La culture
Chaque pièce yama sort des mains d'une artisane des hauts plateaux boliviens. Ici, on remonte le fil de cette culture : ses techniques, ses matières, et ce qu'elle raconte vraiment.
Les motifs que tu vois sur nos bonnets ne sortent pas d'un moodboard. Ils appartiennent à une grammaire visuelle vieille de plus de trois mille ans, transmise de mère en fille dans les hauts plateaux de Bolivie, geste après geste.
À l'origine de chaque bonnet yama, il y a une artisane bolivienne, un métier transmis depuis des générations, et un territoire : les Andes, là où ce savoir-faire est resté le plus vivant.
« Avant d'être un accessoire, c'est une langue. Une langue faite de fils, de couleurs et de motifs. »
Un chullo, ce bonnet aux oreillettes typique des Andes, n'est jamais anodin. À l'origine, ses motifs et ses couleurs permettaient de savoir d'où venait la personne qui le portait : une région, une communauté, parfois même une famille.

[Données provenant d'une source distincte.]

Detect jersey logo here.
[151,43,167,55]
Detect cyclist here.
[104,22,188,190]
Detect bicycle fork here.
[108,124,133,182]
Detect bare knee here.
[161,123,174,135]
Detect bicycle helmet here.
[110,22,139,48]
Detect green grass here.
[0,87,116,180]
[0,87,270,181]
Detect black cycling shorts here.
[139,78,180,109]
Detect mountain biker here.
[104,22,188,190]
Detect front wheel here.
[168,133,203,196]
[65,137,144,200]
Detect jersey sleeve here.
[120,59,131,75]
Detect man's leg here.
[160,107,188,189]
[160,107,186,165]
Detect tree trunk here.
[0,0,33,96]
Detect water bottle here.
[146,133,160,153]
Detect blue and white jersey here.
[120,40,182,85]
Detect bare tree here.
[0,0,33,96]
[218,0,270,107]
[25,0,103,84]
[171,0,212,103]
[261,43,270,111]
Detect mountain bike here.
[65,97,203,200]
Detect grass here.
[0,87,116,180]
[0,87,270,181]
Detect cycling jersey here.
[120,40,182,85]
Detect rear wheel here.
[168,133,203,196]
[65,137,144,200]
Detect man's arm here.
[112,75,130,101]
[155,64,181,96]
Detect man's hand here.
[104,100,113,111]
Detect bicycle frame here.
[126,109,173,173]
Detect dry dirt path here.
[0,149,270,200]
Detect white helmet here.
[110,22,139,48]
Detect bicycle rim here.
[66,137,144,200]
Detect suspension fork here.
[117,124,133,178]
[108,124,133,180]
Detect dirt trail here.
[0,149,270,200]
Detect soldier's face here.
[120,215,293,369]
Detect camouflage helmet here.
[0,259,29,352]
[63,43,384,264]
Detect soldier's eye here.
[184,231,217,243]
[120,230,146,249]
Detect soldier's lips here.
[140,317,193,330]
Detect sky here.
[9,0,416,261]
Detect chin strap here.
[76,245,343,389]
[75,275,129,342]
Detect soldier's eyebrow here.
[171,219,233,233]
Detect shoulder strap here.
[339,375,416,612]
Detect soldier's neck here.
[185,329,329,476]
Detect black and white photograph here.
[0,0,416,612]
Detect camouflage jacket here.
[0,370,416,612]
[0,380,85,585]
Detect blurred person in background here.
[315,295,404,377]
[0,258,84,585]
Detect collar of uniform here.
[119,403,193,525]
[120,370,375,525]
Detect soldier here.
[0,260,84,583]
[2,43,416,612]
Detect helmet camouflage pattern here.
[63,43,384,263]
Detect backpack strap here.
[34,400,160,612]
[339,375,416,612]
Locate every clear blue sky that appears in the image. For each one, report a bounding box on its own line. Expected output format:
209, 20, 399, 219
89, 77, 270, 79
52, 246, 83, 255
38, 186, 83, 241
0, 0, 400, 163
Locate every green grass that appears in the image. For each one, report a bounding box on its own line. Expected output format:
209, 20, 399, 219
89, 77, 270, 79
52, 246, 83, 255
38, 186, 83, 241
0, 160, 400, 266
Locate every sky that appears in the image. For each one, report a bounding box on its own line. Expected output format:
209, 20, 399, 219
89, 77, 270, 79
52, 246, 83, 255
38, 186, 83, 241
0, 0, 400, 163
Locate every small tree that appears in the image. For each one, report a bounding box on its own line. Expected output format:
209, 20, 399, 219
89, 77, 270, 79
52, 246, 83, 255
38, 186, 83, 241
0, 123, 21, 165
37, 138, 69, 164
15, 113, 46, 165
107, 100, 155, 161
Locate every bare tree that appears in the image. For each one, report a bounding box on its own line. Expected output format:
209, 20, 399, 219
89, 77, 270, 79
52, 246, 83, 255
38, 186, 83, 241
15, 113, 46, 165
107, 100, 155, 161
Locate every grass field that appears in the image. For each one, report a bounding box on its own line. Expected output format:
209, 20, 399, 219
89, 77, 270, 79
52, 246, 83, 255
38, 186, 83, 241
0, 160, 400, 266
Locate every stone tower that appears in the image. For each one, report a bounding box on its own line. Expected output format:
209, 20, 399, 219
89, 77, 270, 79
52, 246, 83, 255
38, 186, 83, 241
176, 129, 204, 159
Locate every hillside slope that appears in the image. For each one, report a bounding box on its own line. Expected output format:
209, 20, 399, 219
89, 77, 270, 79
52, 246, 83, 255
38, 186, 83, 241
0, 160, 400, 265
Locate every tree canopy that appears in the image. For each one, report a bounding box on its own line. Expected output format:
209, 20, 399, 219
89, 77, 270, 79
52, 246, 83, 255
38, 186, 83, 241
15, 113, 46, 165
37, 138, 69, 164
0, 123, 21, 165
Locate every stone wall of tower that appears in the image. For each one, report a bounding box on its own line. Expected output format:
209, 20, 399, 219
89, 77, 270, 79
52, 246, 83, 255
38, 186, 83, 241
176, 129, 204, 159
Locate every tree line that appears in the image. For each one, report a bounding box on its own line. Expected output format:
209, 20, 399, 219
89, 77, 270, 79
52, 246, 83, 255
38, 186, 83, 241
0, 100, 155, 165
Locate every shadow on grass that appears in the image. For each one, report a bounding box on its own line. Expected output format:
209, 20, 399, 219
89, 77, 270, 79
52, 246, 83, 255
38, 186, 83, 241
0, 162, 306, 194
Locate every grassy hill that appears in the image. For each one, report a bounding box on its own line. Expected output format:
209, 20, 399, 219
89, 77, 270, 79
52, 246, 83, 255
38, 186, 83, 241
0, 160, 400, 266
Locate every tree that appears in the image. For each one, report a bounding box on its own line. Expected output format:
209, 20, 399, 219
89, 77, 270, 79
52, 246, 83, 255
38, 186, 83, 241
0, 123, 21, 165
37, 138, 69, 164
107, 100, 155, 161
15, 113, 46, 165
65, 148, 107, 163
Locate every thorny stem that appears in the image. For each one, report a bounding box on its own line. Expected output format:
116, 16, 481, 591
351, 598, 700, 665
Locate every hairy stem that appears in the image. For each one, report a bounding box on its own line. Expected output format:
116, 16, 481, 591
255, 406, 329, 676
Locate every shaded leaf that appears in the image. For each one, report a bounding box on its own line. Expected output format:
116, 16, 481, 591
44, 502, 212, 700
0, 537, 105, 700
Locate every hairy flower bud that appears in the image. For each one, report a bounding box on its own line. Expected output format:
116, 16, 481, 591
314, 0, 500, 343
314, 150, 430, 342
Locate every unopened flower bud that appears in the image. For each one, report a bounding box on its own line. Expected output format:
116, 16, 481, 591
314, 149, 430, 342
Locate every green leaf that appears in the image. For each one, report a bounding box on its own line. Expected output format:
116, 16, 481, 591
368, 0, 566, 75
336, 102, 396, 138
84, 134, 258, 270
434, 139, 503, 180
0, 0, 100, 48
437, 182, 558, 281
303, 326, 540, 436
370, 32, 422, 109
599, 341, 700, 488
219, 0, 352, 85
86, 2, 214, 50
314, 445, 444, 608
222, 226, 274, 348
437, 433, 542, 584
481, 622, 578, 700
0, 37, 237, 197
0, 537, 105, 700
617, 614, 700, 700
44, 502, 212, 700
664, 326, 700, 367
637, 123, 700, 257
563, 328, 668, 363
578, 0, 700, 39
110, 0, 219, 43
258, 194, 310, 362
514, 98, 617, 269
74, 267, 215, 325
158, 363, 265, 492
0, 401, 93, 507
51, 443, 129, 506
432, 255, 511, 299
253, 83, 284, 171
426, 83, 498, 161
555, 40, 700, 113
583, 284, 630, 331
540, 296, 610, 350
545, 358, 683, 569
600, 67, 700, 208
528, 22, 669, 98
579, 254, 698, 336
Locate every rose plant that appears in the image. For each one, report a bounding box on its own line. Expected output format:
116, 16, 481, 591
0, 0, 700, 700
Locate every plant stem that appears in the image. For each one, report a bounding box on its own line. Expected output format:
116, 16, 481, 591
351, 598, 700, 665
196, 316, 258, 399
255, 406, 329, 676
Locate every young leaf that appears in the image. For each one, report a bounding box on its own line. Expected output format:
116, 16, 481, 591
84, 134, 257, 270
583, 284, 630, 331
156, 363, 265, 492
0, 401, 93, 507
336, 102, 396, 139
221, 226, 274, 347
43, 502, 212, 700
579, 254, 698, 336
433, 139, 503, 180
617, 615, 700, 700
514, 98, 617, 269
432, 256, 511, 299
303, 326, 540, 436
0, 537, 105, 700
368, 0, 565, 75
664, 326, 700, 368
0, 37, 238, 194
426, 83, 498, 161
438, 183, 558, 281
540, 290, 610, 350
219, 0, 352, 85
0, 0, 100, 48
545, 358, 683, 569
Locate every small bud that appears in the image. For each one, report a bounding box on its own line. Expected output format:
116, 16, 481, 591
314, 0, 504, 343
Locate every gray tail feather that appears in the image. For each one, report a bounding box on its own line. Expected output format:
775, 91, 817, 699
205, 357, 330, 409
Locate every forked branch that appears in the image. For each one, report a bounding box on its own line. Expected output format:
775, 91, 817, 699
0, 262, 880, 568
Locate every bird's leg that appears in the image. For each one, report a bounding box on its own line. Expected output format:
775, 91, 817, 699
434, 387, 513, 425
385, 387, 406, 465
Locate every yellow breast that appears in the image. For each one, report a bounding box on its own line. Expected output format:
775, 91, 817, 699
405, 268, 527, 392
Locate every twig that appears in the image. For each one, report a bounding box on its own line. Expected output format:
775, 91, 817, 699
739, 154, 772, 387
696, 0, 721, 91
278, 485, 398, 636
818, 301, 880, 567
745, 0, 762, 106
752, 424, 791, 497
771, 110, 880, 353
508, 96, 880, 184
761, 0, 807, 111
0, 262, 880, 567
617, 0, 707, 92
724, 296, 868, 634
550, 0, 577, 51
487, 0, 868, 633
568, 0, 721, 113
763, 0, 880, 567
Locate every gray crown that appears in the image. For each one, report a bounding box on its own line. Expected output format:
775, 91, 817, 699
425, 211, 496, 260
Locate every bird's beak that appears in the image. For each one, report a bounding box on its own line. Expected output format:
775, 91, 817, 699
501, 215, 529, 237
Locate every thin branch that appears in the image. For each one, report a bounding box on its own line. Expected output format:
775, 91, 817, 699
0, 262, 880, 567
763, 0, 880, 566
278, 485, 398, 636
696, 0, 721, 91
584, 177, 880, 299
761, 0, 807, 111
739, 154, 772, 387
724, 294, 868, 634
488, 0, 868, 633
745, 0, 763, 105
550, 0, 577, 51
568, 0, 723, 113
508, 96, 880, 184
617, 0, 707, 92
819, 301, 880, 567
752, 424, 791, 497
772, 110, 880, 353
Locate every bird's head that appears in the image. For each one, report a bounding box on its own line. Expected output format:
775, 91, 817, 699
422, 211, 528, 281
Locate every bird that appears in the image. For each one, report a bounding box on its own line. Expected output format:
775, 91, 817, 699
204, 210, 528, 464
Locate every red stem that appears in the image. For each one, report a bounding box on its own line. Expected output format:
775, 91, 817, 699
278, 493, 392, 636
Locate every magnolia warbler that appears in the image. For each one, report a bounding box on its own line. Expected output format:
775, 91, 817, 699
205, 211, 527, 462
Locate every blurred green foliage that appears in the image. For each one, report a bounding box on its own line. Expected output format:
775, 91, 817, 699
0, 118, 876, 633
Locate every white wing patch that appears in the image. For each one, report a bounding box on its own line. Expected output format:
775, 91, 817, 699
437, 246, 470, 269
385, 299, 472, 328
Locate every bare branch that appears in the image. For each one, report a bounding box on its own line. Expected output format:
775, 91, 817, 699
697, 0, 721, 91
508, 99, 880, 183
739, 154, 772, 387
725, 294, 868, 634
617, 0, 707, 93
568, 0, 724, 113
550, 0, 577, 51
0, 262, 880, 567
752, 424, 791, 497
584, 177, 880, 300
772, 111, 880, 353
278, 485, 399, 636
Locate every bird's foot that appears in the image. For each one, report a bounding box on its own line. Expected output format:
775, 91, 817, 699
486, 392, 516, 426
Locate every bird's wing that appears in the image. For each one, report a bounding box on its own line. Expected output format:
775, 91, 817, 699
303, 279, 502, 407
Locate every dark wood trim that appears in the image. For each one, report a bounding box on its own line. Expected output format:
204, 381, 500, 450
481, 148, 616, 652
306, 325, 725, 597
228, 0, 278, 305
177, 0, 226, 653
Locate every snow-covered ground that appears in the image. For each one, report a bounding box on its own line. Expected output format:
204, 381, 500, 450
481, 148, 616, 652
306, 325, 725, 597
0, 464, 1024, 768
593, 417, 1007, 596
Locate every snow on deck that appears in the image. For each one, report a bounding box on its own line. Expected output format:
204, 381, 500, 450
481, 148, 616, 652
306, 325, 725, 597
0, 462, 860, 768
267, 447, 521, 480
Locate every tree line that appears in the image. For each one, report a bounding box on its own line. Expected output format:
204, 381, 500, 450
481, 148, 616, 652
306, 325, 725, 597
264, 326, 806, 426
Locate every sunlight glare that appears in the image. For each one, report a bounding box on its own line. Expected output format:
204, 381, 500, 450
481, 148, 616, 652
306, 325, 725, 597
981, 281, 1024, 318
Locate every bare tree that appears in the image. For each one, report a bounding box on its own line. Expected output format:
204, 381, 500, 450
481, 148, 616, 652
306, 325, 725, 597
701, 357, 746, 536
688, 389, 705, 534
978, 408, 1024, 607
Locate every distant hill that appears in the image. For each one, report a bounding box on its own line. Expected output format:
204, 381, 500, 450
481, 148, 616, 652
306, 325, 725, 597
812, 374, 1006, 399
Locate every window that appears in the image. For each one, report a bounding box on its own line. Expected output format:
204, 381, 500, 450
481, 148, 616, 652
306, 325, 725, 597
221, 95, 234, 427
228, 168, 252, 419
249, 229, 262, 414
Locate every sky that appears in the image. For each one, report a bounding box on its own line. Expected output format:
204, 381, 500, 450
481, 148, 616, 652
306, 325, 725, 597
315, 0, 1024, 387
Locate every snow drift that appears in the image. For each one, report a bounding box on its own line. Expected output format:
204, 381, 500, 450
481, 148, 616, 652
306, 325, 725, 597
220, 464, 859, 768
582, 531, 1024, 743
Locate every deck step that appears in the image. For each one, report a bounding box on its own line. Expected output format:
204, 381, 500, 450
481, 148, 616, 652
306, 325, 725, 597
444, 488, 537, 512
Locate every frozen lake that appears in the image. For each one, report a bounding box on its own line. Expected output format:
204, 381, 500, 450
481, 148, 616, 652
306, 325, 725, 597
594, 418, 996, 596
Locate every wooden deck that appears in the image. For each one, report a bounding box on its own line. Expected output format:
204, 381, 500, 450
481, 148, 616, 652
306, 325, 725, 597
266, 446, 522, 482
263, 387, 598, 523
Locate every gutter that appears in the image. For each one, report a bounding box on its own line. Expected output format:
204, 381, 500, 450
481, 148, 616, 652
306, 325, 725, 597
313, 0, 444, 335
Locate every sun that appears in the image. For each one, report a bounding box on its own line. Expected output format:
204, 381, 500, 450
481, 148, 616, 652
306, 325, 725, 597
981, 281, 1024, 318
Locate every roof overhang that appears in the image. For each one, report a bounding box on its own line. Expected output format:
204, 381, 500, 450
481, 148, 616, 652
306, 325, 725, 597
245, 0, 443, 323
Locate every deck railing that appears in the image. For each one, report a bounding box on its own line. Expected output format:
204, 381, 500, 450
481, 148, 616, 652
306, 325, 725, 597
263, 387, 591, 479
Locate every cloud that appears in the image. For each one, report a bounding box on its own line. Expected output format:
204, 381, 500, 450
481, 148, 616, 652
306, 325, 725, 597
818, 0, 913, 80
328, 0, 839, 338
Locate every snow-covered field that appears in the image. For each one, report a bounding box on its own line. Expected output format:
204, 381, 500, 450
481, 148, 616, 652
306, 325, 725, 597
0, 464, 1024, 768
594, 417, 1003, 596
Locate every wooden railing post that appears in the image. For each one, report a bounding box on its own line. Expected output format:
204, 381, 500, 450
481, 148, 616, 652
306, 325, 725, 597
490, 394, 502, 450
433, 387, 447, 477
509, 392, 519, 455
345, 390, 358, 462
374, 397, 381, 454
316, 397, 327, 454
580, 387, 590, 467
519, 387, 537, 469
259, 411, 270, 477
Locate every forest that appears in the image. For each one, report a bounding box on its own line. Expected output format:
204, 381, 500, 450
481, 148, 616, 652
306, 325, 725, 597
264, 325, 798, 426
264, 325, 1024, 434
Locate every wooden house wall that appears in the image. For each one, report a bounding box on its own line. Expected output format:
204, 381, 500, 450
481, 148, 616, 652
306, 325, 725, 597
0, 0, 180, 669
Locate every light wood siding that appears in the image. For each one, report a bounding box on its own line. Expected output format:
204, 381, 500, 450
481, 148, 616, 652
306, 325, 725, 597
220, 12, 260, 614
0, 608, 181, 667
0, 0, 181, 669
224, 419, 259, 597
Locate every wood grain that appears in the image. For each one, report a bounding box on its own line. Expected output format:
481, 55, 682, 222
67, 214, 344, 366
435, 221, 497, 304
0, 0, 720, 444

Chaque couleur, chaque motif, raconte une appartenance. Et chaque artisane réinterprète ces formes à sa manière, selon sa région et sa communauté.
Une culture qui résiste
Le tricot est arrivé dans les Andes avec la colonisation espagnole, au 16e siècle. Mais les communautés andines en ont fait quelque chose de profondément leur, en y intégrant leurs propres codes, leurs propres couleurs, leur propre vision du monde.
Derrière le tricot, il y a aussi une tradition bien plus ancienne : le tissage à dos de ceinture, une technique préhispanique toujours utilisée aujourd'hui. En Bolivie, ces deux savoir-faire coexistent encore dans les mêmes communautés. C'est cette double histoire que porte chaque bonnet yama.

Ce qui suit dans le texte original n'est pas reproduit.